Roger was widely-recognized in the mathematics community. He won the George B. Dantzig Prize with Stephen M. Robinson in 1997 and shared the Lagrange Prize in Continuous Optimization with Philippe Toint and myself in 2006, awarded jointly by SIAM and the Mathematical Optimization Society. Roger was a fellow of the Royal Society of Edinburgh, the Royal Society of London, and SIAM. Despite these accolades, he remained humble and approachable throughout his career, and never lost the sheer joy of solving problems and making discoveries (he acknowledged that his discovery of filter methods  made him “tingle when [he] thought about it”).
Roger had a great, deadpan sense of humor (if a somewhat limited reservoir of jokes). On one occasion, he complimented me and said, “Nice pullover, is it new?” This confused me, given Roger’s lack of fashion sense and the fact that the pullover was quite old. The mystery was solved when I took the pullover off and discovered a gaping hole in its sleeve.
Roger was what Americans would call a no-nonsense applied mathematician who believed in simple arguments and proofs. At the University of Dundee he fostered a happy environment for his many Ph.D. students and visitors. Roger selflessly provided guidance to his students, passing on to a new generation of researchers the luck and good ideas he felt he was given. He will be missed.
Leyffer, S. (2015). An Interview with Roger Fletcher. Optima 99.
 Dai, Y.H., & Fletcher, R. (2005). On the asymptotic behaviour of some new gradient methods. Mathematical Programming, 103(3), 541-559.

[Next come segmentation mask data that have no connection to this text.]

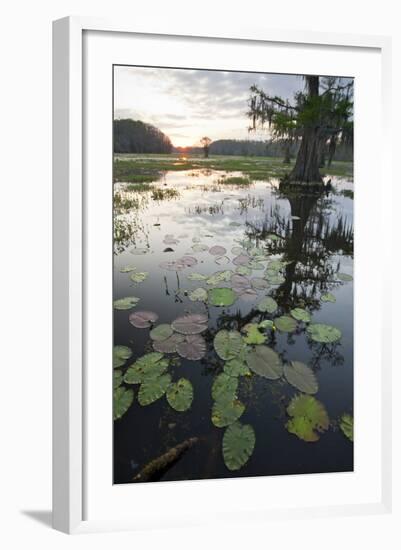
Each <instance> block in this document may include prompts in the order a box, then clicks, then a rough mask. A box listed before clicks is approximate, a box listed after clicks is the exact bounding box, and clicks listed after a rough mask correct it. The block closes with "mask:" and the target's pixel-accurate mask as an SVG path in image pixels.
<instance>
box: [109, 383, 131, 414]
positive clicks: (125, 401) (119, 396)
mask: <svg viewBox="0 0 401 550" xmlns="http://www.w3.org/2000/svg"><path fill="white" fill-rule="evenodd" d="M133 400H134V391H133V390H132V389H126V388H124V387H123V386H120V387H118V388H116V389H115V390H114V392H113V417H114V420H118V419H119V418H121V417H122V416H124V414H125V413H126V412H127V411H128V409H129V408H130V406H131V405H132V402H133Z"/></svg>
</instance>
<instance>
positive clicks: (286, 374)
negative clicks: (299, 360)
mask: <svg viewBox="0 0 401 550" xmlns="http://www.w3.org/2000/svg"><path fill="white" fill-rule="evenodd" d="M284 375H285V377H286V379H287V381H288V382H289V383H290V384H291V386H294V387H295V388H297V390H299V391H301V392H303V393H308V394H314V393H316V392H317V390H318V383H317V380H316V376H315V374H314V372H313V370H312V369H311V368H310V367H308V366H307V365H305V364H304V363H301V362H300V361H291V363H290V364H289V365H284Z"/></svg>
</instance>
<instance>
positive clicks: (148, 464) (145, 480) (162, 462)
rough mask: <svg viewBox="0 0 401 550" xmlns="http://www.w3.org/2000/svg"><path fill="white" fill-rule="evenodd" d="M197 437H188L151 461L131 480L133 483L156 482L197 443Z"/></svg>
mask: <svg viewBox="0 0 401 550" xmlns="http://www.w3.org/2000/svg"><path fill="white" fill-rule="evenodd" d="M198 441H199V438H198V437H190V438H188V439H186V440H185V441H183V442H182V443H179V444H178V445H176V446H175V447H172V448H171V449H169V450H168V451H167V452H165V453H164V454H162V455H161V456H159V457H157V458H154V459H153V460H151V461H150V462H149V463H148V464H146V466H144V467H143V468H142V470H141V471H140V472H139V473H138V474H137V475H136V476H135V477H134V478H133V481H156V480H157V479H160V478H161V476H162V475H163V474H164V473H165V472H166V471H167V470H168V469H169V468H171V467H172V466H173V465H174V464H175V463H176V462H177V460H179V459H180V458H181V456H182V455H183V454H184V453H186V451H188V449H190V448H191V447H193V446H194V445H195V444H196V443H198Z"/></svg>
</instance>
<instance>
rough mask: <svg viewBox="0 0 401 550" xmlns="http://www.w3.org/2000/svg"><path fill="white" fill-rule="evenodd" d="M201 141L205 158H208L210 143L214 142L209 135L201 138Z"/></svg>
mask: <svg viewBox="0 0 401 550" xmlns="http://www.w3.org/2000/svg"><path fill="white" fill-rule="evenodd" d="M200 143H201V146H202V147H203V155H204V157H205V159H207V158H208V157H209V150H210V144H211V143H212V140H211V139H210V138H208V137H207V136H204V137H203V138H202V139H201V140H200Z"/></svg>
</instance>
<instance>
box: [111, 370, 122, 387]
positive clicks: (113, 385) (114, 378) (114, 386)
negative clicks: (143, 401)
mask: <svg viewBox="0 0 401 550" xmlns="http://www.w3.org/2000/svg"><path fill="white" fill-rule="evenodd" d="M122 381H123V373H122V372H121V371H120V370H115V371H113V388H114V389H116V388H118V386H120V385H121V383H122Z"/></svg>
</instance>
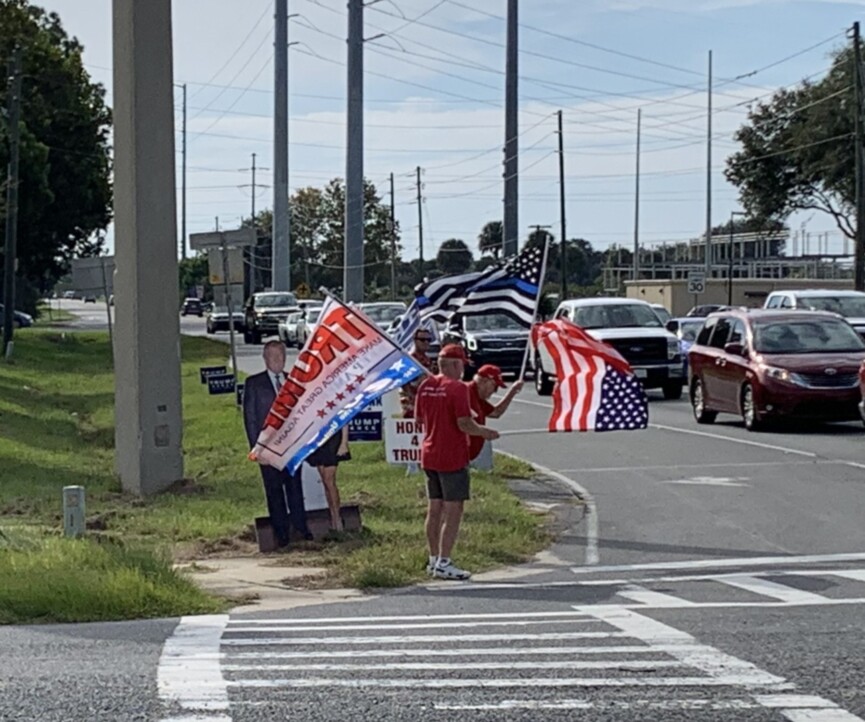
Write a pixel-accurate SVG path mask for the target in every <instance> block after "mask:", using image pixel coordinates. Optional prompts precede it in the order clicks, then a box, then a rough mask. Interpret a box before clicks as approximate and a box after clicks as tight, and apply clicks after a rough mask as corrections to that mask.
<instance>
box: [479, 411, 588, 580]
mask: <svg viewBox="0 0 865 722" xmlns="http://www.w3.org/2000/svg"><path fill="white" fill-rule="evenodd" d="M526 403H527V402H526ZM496 453H498V454H502V455H503V456H509V457H510V458H512V459H519V460H520V461H526V462H527V463H529V464H531V465H532V466H533V467H534V468H535V469H536V470H537V471H539V472H540V473H541V474H544V475H546V476H551V477H553V478H554V479H558V480H559V481H560V482H561V483H562V484H564V485H565V486H567V487H568V488H569V489H571V490H572V491H573V492H574V493H575V494H576V495H577V496H578V497H580V499H582V501H583V503H584V504H585V505H586V556H585V559H586V565H587V566H592V565H595V564H597V563H598V562H599V561H600V556H599V554H598V505H597V504H596V503H595V499H594V497H593V496H592V495H591V494H590V493H589V491H588V489H586V488H585V487H584V486H583V485H582V484H580V483H579V482H577V481H574V480H573V479H571V478H570V477H568V476H565V475H564V474H560V473H559V472H558V471H553V470H552V469H550V468H548V467H546V466H542V465H541V464H536V463H534V462H533V461H528V459H522V458H520V457H519V456H516V455H514V454H510V453H508V452H507V451H499V450H496Z"/></svg>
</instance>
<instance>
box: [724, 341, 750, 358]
mask: <svg viewBox="0 0 865 722" xmlns="http://www.w3.org/2000/svg"><path fill="white" fill-rule="evenodd" d="M724 351H725V352H726V353H728V354H730V355H731V356H741V357H742V358H747V357H748V349H747V348H745V344H742V343H728V344H726V345H725V346H724Z"/></svg>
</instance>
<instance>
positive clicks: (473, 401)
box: [468, 364, 523, 461]
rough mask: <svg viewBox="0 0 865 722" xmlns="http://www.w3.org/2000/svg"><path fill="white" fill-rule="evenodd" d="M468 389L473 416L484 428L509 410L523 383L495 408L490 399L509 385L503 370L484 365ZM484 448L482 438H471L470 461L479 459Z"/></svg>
mask: <svg viewBox="0 0 865 722" xmlns="http://www.w3.org/2000/svg"><path fill="white" fill-rule="evenodd" d="M468 387H469V402H470V403H471V407H472V415H473V416H474V419H475V421H476V422H477V423H479V424H480V425H481V426H483V425H484V424H485V423H486V422H487V419H498V418H500V417H501V416H502V415H503V414H504V413H505V411H507V410H508V407H509V406H510V405H511V401H513V400H514V397H515V396H516V395H517V394H518V393H519V392H520V391H522V388H523V382H522V380H517V381H516V382H515V383H514V384H513V386H511V387H510V388H509V389H508V391H507V393H506V394H505V396H504V398H503V399H502V400H501V401H499V403H497V404H496V405H495V406H493V405H492V404H491V403H490V401H489V400H490V398H491V397H492V395H493V394H494V393H495V392H496V391H498V390H499V389H503V388H506V387H507V384H506V383H505V380H504V378H502V370H501V369H500V368H499V367H498V366H495V365H494V364H484V365H483V366H481V367H480V368H479V369H478V370H477V373H475V377H474V379H472V380H471V381H469V382H468ZM483 448H484V440H483V439H482V438H481V437H480V436H469V459H471V460H472V461H474V460H475V459H477V458H478V455H479V454H480V453H481V450H482V449H483Z"/></svg>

 Dai, Y.H., & Fletcher, R. (2005). Projected Barzilai-Borwein methods for large-scale box-constrained quadratic programming. Numerische Mathematik, 100(1), 21-47.
 Dai, Y.H., & Fletcher, R. (2006). New algorithms for singly linearly constrained quadratic programs subject to lower and upper bounds. Mathematical Programming, 106(3), 403-421.
 Fletcher, R. (1993). Resolving degeneracy in quadratic programming. Annals of Operations Research, 46(2), 307-334.
 Fletcher, R., & Leyffer, S. (2002). Nonlinear Programming without a penalty function. Mathematical Programming, 91, 239-270.
 Fletcher, R., & Powell, M.J.D. (1963). A rapidly convergent descent method for minimization. The Computer Journal, 6(2), 163-168.
 Fletcher, R., & Reeves, C.M. (1964). Function minimization by conjugate gradients. The Computer Journal, 7(2), 149-154.
 Hildebrand, F.B. (1956). Introduction to Numerical Analysis. New York, NY: McGraw-Hill.
 Householder, A.S. (1953). Principles of Numerical Analysis. New York, NY: McGraw-Hill.